Food waste will be a huge trend and hot button issue in the food industry in 2023, and Fresh Del Monte has made it one of its prime focal points.
“Food waste is one of our planet’s big issues right now,” he said. “Food waste contributes as much carbon emissions as all of China, or roughly 6% of the world. Reducing emissions as a food company and reducing food waste not only makes sense but is urgently needed.”
Sauter said that there are protocols in place at both ends of the supply chain to ensure that its products find a responsible way into the market (and also into the mouths that need it the most).

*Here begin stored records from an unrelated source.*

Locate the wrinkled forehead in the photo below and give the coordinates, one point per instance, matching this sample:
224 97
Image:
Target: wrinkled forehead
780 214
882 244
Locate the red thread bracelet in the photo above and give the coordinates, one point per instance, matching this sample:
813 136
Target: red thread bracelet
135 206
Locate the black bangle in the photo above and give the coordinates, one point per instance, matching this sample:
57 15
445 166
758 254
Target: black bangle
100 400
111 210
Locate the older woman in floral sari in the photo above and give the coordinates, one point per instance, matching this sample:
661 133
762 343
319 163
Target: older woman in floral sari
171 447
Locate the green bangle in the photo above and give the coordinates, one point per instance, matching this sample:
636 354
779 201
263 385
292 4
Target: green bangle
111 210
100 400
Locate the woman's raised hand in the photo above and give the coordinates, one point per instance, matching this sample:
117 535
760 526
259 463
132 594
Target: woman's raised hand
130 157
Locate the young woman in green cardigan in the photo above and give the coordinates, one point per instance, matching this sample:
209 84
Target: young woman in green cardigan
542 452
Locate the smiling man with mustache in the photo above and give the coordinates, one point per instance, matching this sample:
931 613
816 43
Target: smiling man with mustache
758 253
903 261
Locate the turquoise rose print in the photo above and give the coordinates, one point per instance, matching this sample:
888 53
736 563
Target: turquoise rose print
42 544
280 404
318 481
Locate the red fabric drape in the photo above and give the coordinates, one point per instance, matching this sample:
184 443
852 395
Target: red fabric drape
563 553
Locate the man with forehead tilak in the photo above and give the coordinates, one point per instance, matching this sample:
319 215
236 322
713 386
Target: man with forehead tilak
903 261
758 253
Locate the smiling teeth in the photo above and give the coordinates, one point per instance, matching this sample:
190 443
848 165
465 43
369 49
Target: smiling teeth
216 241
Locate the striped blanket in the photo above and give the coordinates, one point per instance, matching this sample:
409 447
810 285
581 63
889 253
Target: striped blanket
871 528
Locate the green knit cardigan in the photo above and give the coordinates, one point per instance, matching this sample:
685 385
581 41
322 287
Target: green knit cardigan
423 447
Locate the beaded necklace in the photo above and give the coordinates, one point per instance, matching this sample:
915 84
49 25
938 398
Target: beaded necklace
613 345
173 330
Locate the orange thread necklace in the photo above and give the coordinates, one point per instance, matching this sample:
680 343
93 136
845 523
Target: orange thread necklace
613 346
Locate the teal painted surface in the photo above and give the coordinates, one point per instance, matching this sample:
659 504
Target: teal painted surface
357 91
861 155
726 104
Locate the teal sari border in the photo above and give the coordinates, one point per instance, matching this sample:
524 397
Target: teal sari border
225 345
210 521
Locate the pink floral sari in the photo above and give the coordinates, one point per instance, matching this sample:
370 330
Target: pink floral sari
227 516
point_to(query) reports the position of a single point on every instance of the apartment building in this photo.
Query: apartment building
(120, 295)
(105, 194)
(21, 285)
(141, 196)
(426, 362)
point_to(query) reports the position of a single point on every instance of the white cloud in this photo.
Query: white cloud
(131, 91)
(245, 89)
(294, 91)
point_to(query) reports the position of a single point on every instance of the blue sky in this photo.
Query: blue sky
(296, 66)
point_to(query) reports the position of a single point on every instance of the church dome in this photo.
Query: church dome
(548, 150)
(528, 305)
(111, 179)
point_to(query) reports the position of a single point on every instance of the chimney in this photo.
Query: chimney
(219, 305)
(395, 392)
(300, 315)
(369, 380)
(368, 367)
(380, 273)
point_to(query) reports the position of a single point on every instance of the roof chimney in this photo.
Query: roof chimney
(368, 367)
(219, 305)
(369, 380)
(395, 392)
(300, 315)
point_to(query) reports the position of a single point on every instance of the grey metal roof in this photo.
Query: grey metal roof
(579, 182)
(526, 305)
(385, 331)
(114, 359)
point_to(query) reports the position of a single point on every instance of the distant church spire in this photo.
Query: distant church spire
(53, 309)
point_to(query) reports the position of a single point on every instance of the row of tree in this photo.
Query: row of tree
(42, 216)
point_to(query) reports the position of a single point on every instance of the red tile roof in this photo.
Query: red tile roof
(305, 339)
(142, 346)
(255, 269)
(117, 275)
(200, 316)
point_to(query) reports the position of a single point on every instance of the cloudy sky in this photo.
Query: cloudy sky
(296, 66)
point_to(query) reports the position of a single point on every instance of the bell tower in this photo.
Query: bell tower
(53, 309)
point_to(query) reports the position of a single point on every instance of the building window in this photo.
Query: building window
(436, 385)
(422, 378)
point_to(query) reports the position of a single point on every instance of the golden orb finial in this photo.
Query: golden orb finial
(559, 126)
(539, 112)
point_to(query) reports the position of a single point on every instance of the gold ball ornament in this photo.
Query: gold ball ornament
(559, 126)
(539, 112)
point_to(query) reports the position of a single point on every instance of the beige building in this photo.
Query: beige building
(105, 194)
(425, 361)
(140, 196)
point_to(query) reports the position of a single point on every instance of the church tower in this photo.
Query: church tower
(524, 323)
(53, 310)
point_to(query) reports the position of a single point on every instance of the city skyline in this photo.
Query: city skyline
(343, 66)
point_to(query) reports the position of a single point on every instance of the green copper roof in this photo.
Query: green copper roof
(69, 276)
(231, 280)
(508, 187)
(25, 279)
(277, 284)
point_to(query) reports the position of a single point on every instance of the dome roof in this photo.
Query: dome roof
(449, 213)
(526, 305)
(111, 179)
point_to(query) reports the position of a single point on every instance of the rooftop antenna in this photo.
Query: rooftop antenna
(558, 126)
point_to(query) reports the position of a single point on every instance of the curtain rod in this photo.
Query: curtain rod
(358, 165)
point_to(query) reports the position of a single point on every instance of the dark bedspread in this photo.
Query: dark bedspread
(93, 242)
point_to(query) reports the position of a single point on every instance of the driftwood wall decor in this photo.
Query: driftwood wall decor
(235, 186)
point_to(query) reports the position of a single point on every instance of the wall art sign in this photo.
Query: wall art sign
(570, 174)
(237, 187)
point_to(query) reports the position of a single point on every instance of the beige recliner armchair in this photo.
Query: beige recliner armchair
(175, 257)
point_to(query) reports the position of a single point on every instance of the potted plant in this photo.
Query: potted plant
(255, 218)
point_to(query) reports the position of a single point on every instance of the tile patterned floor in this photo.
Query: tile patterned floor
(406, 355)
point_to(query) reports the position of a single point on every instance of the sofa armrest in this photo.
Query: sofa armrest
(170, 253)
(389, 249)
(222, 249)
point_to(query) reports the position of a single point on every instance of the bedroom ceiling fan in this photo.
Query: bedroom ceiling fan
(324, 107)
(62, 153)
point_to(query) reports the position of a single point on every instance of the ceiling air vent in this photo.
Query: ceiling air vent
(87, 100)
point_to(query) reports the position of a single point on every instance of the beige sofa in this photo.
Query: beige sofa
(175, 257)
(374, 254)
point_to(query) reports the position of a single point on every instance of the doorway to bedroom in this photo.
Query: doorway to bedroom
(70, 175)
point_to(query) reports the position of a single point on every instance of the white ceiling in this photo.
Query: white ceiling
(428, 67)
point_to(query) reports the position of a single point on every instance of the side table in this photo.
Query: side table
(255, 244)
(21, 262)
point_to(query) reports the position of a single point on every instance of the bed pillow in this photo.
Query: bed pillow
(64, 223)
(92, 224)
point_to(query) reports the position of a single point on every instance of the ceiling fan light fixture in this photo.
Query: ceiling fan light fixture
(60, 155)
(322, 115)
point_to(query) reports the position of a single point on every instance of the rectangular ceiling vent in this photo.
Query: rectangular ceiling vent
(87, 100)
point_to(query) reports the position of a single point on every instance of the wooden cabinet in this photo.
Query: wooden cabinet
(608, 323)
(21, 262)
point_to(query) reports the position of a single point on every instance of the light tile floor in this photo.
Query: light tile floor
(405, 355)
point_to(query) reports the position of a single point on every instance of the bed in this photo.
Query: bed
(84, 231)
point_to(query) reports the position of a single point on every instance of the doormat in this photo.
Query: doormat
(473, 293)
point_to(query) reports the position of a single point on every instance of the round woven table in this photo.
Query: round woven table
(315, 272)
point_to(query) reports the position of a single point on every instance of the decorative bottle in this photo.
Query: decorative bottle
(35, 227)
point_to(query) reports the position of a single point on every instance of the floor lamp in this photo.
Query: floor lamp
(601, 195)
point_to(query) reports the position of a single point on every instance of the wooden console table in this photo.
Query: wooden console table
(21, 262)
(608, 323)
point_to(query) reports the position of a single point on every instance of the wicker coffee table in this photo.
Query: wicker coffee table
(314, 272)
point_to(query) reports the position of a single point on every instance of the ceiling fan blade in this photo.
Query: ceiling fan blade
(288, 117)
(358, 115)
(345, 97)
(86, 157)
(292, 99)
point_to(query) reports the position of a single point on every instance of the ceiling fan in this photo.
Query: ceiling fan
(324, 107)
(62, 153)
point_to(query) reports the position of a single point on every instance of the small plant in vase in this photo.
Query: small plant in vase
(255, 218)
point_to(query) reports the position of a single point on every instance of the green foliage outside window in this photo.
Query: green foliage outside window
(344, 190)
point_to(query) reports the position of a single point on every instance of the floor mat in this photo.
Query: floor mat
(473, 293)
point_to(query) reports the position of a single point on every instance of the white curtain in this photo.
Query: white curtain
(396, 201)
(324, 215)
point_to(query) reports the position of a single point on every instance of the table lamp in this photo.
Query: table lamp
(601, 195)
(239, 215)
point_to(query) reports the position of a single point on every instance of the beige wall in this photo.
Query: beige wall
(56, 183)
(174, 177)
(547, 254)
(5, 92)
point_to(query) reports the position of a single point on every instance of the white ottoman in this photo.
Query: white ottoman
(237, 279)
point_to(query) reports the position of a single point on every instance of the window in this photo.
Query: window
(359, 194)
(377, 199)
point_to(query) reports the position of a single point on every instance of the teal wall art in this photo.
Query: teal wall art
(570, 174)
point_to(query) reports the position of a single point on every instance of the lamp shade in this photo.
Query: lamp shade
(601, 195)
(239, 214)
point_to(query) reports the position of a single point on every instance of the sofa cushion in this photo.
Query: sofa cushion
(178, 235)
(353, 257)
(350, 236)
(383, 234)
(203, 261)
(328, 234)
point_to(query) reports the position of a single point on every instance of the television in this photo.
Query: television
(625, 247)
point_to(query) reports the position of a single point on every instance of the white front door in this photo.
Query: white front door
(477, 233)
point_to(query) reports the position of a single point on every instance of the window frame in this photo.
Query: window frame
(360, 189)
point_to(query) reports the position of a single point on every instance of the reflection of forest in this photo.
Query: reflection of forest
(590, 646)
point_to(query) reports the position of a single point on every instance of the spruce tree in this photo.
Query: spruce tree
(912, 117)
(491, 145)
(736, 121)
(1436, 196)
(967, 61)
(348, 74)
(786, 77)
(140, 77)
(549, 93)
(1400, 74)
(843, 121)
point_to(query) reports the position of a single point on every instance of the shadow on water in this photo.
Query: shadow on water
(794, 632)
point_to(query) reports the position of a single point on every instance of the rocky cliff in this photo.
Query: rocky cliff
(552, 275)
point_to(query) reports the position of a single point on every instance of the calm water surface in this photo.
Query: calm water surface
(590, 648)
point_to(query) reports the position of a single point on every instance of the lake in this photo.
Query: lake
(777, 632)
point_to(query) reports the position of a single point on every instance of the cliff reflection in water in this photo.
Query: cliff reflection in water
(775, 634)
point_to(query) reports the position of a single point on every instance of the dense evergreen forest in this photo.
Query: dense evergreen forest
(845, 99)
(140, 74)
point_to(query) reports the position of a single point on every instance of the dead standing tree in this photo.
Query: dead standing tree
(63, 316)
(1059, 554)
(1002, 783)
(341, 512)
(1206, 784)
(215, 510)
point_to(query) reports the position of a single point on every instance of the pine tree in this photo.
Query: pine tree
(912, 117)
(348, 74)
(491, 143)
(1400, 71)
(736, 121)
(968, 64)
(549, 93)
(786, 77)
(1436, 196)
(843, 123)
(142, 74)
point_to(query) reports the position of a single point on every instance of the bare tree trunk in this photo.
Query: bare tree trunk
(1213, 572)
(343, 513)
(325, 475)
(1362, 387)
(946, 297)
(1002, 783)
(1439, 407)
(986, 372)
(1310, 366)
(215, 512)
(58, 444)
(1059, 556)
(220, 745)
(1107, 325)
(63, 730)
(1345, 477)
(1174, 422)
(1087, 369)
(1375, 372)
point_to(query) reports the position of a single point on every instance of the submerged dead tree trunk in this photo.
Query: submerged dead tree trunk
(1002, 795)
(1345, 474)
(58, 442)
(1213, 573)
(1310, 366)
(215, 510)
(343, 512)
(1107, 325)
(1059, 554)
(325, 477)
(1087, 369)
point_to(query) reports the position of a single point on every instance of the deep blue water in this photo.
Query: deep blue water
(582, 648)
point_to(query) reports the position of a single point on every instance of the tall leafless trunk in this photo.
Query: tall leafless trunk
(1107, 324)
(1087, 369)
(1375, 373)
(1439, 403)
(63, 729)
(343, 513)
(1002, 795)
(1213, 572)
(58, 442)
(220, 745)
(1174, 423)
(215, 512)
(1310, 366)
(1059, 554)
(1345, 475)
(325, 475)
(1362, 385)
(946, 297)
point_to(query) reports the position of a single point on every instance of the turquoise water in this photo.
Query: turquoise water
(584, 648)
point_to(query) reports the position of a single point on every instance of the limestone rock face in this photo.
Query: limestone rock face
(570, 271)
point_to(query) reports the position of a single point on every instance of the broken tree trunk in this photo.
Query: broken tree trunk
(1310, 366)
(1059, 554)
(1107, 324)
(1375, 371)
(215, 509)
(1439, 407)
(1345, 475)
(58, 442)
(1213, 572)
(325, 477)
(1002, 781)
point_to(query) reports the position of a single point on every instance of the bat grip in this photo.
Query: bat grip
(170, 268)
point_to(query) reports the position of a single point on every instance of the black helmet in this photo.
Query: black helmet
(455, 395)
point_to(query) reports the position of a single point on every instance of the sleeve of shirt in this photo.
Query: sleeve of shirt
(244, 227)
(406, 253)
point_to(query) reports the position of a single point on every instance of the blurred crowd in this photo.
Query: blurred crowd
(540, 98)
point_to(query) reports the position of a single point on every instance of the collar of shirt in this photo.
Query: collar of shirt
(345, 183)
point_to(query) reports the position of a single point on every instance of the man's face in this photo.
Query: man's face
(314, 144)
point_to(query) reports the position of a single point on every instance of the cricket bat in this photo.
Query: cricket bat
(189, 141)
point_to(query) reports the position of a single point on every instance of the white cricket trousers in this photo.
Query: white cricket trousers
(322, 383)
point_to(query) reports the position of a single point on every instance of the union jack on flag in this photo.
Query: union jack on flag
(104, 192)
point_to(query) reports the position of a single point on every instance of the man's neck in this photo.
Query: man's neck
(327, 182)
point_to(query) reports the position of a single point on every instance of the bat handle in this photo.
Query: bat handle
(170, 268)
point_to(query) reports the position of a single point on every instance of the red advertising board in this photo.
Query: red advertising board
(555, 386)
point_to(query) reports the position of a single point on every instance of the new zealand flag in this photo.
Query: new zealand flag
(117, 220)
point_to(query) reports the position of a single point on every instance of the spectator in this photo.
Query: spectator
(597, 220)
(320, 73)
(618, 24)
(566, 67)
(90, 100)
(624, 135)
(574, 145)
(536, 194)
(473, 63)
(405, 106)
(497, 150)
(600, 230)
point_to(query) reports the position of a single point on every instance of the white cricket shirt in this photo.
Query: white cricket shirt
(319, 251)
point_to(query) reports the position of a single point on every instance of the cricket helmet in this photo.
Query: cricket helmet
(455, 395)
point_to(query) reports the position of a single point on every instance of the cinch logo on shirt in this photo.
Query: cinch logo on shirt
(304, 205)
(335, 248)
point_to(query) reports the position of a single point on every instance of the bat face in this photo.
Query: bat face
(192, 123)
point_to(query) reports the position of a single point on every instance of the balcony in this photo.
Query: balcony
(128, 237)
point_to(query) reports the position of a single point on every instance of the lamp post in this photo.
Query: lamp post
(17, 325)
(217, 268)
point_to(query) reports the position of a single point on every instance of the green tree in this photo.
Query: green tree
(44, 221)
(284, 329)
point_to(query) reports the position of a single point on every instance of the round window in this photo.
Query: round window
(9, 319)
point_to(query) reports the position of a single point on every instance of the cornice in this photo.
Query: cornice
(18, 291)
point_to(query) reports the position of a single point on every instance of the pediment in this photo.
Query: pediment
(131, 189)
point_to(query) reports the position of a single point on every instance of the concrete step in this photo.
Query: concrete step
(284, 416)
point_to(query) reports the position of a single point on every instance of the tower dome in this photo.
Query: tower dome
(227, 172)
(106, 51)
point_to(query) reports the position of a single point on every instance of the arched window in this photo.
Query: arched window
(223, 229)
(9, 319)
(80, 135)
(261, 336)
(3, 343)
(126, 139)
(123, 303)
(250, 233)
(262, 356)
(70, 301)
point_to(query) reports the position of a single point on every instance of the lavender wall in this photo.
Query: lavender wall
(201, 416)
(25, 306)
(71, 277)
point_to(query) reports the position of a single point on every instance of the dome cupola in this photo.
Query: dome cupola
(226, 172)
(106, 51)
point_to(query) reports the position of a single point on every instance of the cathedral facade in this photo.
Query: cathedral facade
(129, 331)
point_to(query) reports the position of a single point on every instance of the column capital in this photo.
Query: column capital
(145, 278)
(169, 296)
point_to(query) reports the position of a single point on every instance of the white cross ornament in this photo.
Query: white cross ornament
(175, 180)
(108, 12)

Sauter is particularly proud of some of the global food bank initiatives for products that may not have a viable shelf life in the long-term but could feed someone in the short term.
“We don’t have a fixed number for carbon-neutral pineapples right now because we have a finite limit of carbon we’ve sequestered, and it will depend on which markets we choose to ship those boxes to,” Sauter said. “It’s a starting point, and depending how much traction we get, we’ll try to increase production in the future.”
Pineapples have long been a symbol of hospitality and growing up in Costa Rica meant something even more for Sauter.
“In Costa Rica, forests and farms are intermingled,” he said, “and preserving what we can from nature is part of our culture.”
That mentality has served Sauter (and Fresh Del Monte) well. Today pineapples, tomorrow the world?
“We’re working on bananas!” Sauter laughed, “but it’s one step at a time. I’m sure there will be more to come.”